Spoilers for “The Iron Throne” can be found throughout this article. Don’t say we didn’t warn ya.
Like most of the rest of us, Kit Harington has thoughts about the Game of Thrones finale. In a recent interview he revealed he worried about the finale, not because of his character particularly, but because he was concerned the show ultimately opted to take out both of its female power players in favor of a male leader. He said:
One of my worries with this is we have Cersei and Dany, two leading women, who fall. The justification is: Just because they’re women, why should they be the goodies? They’re the most interesting characters in the show. And that’s what Thrones has always done. You can’t just say the strong women are going to end up the good people. Dany is not a good person. It’s going to open up discussion but there’s nothing done in this show that isn’t truthful to the characters. And when have you ever seen a woman play a dictator?
It's true that Jon Snow has always sort of served as the moral compass on Game of Thrones, at least ever since Ned Stark lost his head back in Season 1. Daenerys Targaryen and Cersei Lannister were always motivated by power and their endgames were different than Jon Snow, who never sought to lead people into his vision of the future.
In that way, Jon Snow’s decision to take on Dany after a very telling conversation with Tyrion Lannister made sense. But Kit Harington still worried people might find the Game of Thrones creators’ decision to be a little suspect and sexist. Still, Harington is clear in his opinion that Dany has never been a “good person” on Game of Thrones.
I think it’s going to divide. But if you track her story all the way back, she does some terrible things. She crucifies people. She burns people alive. This has been building. So, we have to say to the audience: ‘You’re in denial about this woman as well. You knew something was wrong. You’re culpable, you cheered her on.’
Ultimately, Jon Snow made yet another sacrifice while deciding to kill Daenerys Targaryen—the second love he'd cradled in his arms as he watched her die on the show. He wasn’t sure he was right afterward the end, even as he headed back to The Wall and away from his family once more.

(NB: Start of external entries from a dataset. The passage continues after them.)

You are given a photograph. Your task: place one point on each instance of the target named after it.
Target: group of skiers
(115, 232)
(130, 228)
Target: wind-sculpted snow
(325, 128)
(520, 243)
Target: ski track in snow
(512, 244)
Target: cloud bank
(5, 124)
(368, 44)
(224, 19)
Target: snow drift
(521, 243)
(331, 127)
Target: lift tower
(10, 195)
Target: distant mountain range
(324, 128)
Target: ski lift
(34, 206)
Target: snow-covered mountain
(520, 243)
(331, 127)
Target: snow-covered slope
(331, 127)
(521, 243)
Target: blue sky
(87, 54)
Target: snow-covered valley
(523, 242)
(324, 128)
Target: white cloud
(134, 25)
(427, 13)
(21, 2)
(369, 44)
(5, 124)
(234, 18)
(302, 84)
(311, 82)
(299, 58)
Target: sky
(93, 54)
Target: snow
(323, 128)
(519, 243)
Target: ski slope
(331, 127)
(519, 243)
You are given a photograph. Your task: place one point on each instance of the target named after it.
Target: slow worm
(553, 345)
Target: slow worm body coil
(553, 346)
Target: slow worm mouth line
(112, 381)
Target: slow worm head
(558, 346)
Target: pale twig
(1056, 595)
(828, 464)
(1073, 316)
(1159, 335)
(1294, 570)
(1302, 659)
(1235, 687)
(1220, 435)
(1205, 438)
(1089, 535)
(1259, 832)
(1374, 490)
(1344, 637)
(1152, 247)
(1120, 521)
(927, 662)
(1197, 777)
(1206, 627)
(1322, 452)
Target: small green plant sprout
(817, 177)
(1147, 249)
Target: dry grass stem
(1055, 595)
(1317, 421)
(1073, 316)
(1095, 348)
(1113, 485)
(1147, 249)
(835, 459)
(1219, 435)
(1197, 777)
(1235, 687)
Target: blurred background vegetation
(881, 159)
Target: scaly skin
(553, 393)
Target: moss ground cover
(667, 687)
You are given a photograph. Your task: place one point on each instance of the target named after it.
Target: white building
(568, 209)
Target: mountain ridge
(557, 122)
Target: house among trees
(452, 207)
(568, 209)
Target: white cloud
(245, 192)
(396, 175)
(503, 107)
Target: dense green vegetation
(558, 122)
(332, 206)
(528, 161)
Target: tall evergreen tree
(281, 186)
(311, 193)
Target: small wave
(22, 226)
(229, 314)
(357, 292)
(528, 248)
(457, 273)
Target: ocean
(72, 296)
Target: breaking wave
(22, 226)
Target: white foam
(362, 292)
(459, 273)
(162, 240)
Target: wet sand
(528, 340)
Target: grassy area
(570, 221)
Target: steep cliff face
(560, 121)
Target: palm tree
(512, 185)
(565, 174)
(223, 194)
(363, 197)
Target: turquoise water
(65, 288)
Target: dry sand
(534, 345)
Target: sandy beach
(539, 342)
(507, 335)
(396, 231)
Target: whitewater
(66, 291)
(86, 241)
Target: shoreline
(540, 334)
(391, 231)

Had he made the right decision?
At the end of the day, Game of Thrones did have a female character that could have handled power and still put the people first: Sansa Stark. Although the fact the North split off again at the end of the HBO drama did seemingly track, so I really have no complaints with how Sansa's storyline was handled.
I was also fine with Bran taking over, although this season spent a lot of time explaining he really doesn’t focus on the present or any practical human concerns, so there are still some questions about his leadership skills. Ultimately, however, given where the other major players ended up, I’m not sure what other direction the show could have gone in. No one’s looking to Edmure Tully or Robin Aryyn (yes, that was him) to lead.
Ultimately, we get what we get and we don't get upset. Or at least we shouldn't get upset. This was the showrunners' creative vision after all, and one million people signing a petition is not going to change the months of work they put into the final season some time ago.
That's kind of the nice thing about television watching and moviegoing, as well. Shows and movies work in advance and aren't swayed by random people on the internet's feelings. Once it's out there, it's out there, for better or worse. There's a lot we can say about this finale of Game of Thrones, and no matter how you feel about the ending, this peak TV series did not go gentle into that good night.